Waves and instabilities in dissipative rotating superfluid neutron stars

TL;DR

This paper analyzes wave behavior and instabilities in the superfluid core of rotating neutron stars, emphasizing the effects of mutual friction, vortex tension, and background flows on wave propagation and stability.

Contribution

It provides a detailed theoretical analysis of wave dynamics, including damping and instabilities, in superfluid neutron star cores considering mutual friction and vortex effects.

Findings

Sound waves along vortex arrays are undamped by mutual friction.

Inertial waves are damped by mutual friction regardless of propagation direction.

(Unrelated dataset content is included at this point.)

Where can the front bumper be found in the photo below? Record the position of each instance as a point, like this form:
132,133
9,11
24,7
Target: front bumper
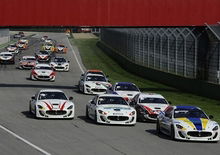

Background flows can induce dynamical instabilities in inertial waves.

Abstract

We discuss wave propagation in rotating superfluid neutron star cores, taking into account the vortex mediated mutual friction force. For models where the two fluids co-rotate in the unperturbed state, our analysis clarifies the role of chemical coupling and entrainment for sound and inertial waves. We also investigate the mutual friction damping, providing results that demonstrate the well-known fact that sound waves propagating along a vortex array are undamped. We show that the same is not true for inertial waves, which are damped by the mutual friction regardless of the propagation direction. We then include the vortex tension, which arises due to local vortex curvature. Focussing on purely transverse inertial waves, we derive the small correction that the tension induces in the wave frequency. Finally, we allow for a relative linear flow in the background (along the rotation axis). In this case we show how the mutual friction coupling may induce a dynamical instability in the inertial waves. We discuss the critical flow required for the instability to be present, its physical interpretation and the possible relevance it may have for neutron star physics.